Las Vegas’ total gross this year came in at just a shade more than $600 million, up nearly 16%. As usual – the result of the residency-heavy, legacy-act heavy, special edition-heavy nature of the market – Las Vegas paced the rankings in average ticket price at a boffo $175.91, also up 16% from last year and some $52 ahead of LA, the second-priciest market.

So far, we’ve ignored the elephant in the room, which in this case is the big orb just off the Strip.

Sphere opened in September, debuting its technological and audiovisual wonders
to the world after years of preparation. A state-of-the-art superstructure could only
be introduced with the world’s biggest band and indeed U2 led the way in grosses in
Sin City. The 17 shows that fell during the reporting period grossed a total of $109,751,705 on 280,717 tickets, according to Pollstar Boxoffice reports.

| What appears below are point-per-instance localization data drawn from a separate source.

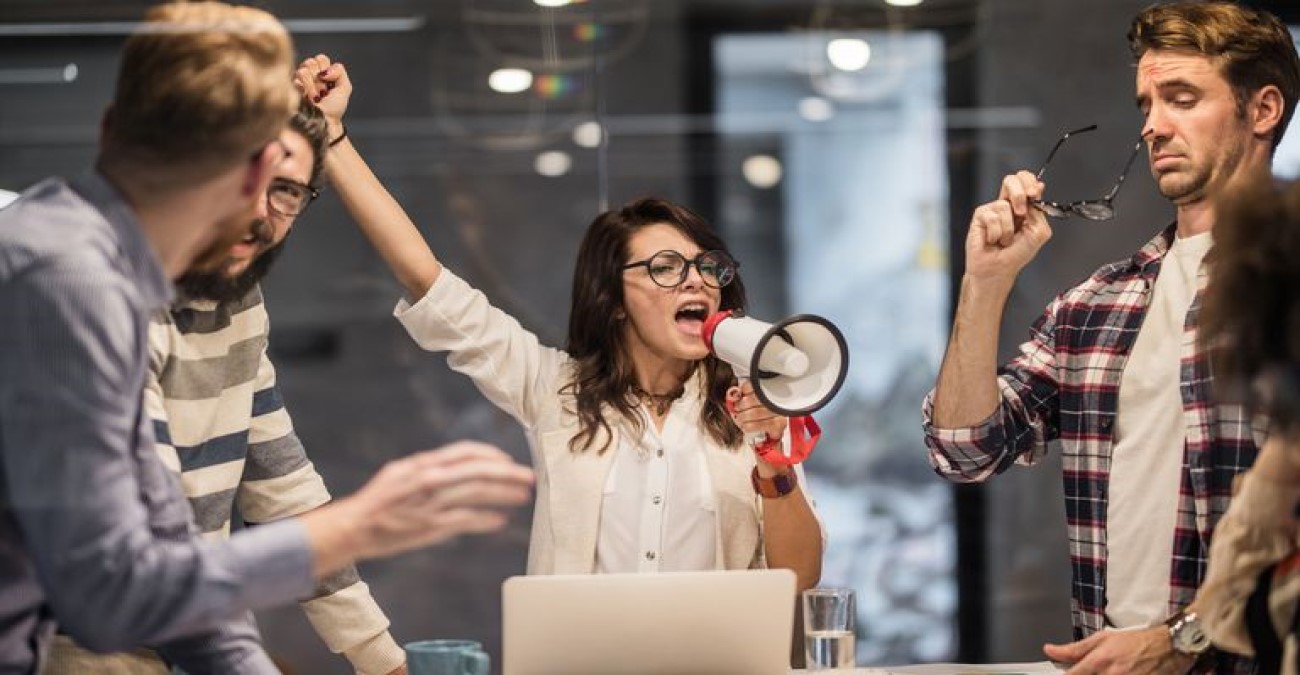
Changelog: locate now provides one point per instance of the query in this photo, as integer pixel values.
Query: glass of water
(828, 628)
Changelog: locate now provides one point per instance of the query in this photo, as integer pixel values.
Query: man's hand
(328, 86)
(1122, 653)
(416, 501)
(1006, 233)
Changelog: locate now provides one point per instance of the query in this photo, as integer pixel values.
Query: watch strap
(1182, 623)
(775, 487)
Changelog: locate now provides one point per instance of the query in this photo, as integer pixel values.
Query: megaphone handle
(805, 432)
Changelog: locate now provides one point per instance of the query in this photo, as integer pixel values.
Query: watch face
(1188, 636)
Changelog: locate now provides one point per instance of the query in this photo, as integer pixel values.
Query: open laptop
(668, 623)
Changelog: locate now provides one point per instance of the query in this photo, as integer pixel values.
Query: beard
(215, 284)
(230, 232)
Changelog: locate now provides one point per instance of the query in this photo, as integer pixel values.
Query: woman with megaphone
(642, 463)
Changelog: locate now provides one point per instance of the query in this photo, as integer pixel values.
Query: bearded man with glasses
(1113, 373)
(233, 441)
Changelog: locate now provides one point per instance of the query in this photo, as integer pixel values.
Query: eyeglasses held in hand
(289, 198)
(670, 268)
(1103, 208)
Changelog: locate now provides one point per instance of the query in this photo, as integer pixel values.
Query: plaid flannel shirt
(1065, 386)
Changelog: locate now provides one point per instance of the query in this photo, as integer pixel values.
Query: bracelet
(775, 487)
(341, 137)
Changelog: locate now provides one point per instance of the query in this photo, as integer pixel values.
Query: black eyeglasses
(670, 268)
(1097, 210)
(287, 197)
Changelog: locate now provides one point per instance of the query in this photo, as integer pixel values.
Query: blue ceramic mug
(446, 657)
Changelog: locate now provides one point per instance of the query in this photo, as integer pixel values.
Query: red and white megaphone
(796, 366)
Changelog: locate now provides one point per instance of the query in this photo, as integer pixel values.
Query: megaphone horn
(796, 366)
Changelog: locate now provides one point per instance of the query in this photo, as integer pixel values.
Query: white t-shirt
(1147, 459)
(658, 511)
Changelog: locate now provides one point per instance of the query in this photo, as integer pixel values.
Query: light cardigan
(524, 379)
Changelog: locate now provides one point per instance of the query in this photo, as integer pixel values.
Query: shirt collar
(1153, 251)
(146, 271)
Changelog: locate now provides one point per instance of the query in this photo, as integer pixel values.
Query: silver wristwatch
(1187, 635)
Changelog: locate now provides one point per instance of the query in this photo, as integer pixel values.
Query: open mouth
(690, 317)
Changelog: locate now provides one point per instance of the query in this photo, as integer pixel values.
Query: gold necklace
(658, 402)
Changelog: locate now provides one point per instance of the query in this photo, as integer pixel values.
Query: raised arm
(380, 216)
(1004, 236)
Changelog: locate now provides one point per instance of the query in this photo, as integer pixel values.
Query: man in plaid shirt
(1112, 370)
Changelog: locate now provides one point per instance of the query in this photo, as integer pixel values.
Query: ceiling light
(553, 163)
(848, 53)
(762, 171)
(588, 134)
(510, 79)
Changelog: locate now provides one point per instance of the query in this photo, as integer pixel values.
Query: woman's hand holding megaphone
(758, 423)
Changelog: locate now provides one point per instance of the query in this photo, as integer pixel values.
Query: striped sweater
(221, 424)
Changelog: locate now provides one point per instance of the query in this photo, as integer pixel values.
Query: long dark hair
(603, 372)
(1251, 310)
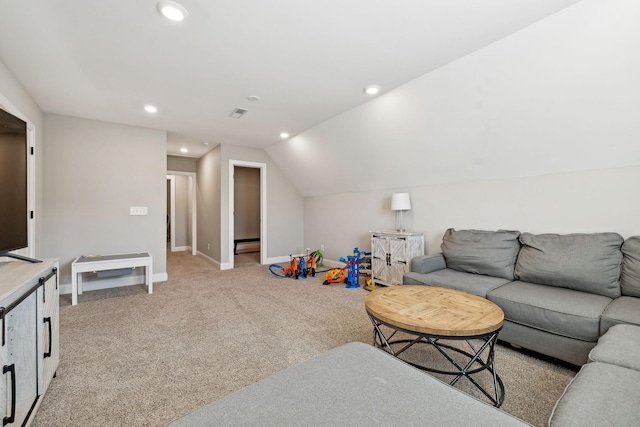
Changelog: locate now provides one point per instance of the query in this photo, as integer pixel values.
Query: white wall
(208, 204)
(573, 202)
(537, 132)
(93, 173)
(560, 95)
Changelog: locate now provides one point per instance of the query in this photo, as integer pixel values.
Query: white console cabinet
(391, 253)
(29, 351)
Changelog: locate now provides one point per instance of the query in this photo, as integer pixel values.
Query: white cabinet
(391, 254)
(29, 348)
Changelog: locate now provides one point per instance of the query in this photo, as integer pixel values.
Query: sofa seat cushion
(476, 284)
(630, 281)
(352, 385)
(619, 346)
(600, 395)
(492, 253)
(565, 312)
(584, 262)
(621, 310)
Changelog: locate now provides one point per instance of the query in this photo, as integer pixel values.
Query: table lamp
(400, 202)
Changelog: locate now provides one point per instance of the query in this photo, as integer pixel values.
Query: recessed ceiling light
(172, 10)
(371, 89)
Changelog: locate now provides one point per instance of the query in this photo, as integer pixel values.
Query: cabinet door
(398, 249)
(5, 376)
(50, 330)
(379, 259)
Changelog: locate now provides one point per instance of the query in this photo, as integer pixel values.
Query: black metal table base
(484, 346)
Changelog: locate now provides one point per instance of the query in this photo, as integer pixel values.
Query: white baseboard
(211, 260)
(116, 282)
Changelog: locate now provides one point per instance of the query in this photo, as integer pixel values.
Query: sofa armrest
(428, 263)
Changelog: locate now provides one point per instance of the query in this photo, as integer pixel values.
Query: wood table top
(434, 311)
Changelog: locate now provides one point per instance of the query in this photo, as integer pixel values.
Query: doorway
(181, 212)
(250, 212)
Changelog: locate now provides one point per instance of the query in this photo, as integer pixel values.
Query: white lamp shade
(400, 202)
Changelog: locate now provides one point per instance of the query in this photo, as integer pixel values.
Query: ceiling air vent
(238, 112)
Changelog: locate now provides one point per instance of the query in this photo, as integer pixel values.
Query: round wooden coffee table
(432, 315)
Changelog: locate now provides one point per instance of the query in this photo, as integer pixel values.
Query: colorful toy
(299, 267)
(349, 274)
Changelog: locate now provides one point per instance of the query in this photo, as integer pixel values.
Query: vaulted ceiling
(306, 61)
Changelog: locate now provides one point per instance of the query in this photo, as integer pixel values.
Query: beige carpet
(133, 359)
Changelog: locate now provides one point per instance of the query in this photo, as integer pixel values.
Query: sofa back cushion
(584, 262)
(630, 282)
(492, 253)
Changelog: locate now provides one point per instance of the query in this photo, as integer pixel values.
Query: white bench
(95, 263)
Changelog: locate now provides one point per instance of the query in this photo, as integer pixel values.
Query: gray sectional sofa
(605, 390)
(559, 293)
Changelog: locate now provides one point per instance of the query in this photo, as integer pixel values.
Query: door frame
(263, 206)
(192, 208)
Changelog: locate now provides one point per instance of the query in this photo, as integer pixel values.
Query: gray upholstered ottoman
(352, 385)
(600, 395)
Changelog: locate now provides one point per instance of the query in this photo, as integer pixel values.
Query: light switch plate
(138, 210)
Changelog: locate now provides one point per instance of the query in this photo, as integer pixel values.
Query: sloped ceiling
(306, 61)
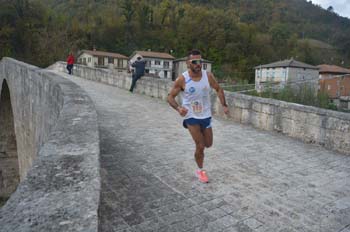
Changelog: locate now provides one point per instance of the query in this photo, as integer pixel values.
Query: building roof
(185, 59)
(287, 63)
(326, 68)
(161, 55)
(102, 53)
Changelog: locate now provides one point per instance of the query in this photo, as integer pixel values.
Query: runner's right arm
(175, 90)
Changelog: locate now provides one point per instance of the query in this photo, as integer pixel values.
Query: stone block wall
(56, 130)
(310, 124)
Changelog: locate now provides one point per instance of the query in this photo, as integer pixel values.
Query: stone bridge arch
(9, 169)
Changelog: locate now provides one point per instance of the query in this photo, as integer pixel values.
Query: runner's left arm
(220, 92)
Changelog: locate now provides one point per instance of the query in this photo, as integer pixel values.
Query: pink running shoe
(202, 176)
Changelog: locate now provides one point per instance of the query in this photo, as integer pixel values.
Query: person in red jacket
(70, 63)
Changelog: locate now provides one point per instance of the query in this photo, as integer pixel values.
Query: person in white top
(195, 85)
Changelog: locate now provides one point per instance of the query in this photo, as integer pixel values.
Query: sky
(341, 7)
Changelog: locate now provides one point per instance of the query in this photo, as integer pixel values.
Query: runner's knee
(200, 146)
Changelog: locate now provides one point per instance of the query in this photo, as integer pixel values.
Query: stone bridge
(79, 155)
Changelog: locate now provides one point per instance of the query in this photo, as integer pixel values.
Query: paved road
(259, 181)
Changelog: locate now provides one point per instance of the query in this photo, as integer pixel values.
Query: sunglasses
(196, 61)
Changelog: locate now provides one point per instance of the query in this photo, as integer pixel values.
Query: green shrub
(304, 94)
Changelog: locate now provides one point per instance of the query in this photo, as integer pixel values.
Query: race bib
(197, 106)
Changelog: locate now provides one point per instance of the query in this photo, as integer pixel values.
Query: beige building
(158, 64)
(280, 73)
(335, 81)
(101, 59)
(180, 66)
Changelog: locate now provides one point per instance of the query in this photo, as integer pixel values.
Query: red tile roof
(326, 68)
(161, 55)
(101, 53)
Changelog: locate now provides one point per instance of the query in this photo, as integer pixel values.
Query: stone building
(158, 64)
(280, 73)
(101, 59)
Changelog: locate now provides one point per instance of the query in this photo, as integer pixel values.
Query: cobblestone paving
(259, 181)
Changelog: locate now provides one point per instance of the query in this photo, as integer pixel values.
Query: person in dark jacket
(70, 63)
(139, 66)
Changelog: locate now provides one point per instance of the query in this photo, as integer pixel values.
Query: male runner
(195, 85)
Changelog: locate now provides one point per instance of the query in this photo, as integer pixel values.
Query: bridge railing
(328, 128)
(58, 144)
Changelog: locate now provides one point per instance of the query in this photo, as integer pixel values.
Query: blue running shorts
(204, 123)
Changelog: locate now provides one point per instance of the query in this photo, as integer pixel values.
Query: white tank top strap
(196, 97)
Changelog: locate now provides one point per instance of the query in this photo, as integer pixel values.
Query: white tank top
(196, 97)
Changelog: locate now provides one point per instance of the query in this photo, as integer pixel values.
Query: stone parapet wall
(55, 124)
(310, 124)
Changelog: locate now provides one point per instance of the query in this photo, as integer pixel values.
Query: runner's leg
(208, 137)
(198, 138)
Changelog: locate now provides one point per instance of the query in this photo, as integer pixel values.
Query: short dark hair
(193, 52)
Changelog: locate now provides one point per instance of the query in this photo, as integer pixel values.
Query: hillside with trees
(236, 34)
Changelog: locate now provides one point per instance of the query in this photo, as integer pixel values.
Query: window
(120, 63)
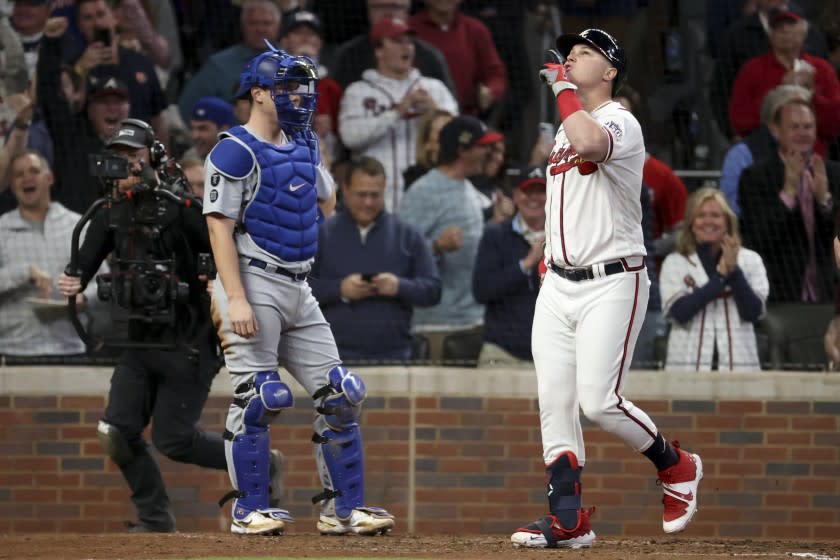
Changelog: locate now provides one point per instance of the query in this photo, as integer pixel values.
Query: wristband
(568, 103)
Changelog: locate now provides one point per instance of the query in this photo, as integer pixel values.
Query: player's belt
(586, 273)
(274, 269)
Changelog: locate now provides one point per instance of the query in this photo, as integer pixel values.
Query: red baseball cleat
(548, 533)
(679, 487)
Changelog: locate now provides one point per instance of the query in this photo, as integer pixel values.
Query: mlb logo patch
(613, 127)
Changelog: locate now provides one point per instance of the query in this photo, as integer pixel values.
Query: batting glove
(555, 76)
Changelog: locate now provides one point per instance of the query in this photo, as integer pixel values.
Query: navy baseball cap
(214, 109)
(99, 86)
(133, 133)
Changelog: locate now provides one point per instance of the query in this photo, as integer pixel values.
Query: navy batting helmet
(604, 43)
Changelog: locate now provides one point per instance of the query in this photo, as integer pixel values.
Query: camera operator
(152, 379)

That’s nearly $70 million ahead of the second set of shows – Usher’s 34 dates at Dolby Live at MGM Las Vegas.

Sphere, even with just one run of shows, still ranked as the world’s fifth-highest grossing arena, one spot behind Las Vegas’ T-Mobile Arena, which obviously books a more traditional schedule, including Drake, who grossed an impressive $4.1 million. The aforementioned Dolby Live came in as the No. 2 theater.

The biggest building in town, Allegiant Stadium – which will host Super LVIII in February, as Las Vegas’ position as a professional sports city is solidified after decades in, well, the desert – ranked as the world’s No. 4 stadium, reporting $128.2 million in grosses. That was paced by Beyoncé, who totaled nearly $25.8 million over two shows. P!NK joined the party with a gross of nearly $9 million. And none of that counts two Taylor Swift “Eras Tour” shows in March that no doubt posted big numbers.

The stadium and (traditional) arena shows simply add ballast – and shimmer – to what was already a very successful entertainment model that’s worked for decades. All but one of Pollstar’s Top 15 residencies were in Las Vegas, paced by U2 (it should be noted that promoter Arthur Fogel and manager Irving Azoff insisted to Pollstar that “UV:U2 Achtung Baby Live At Sphere” isn’t really a residency).

Whether shows at Sphere count as a “residency” may remain an open question but what those U2 shows have proven is that it really is a game-changer, especially as fans – and artists – figure it out.

“Sphere has made us think about live entertainment in a completely different way,” Josephine Vaccarello, Executive Vice President, Live, for Madison Square Garden Entertainment Corp., told Pollstar. “We’re educating fans on what’s different about the experience at Sphere, and artists on how to think differently about the new opportunities for creativity that Sphere presents.”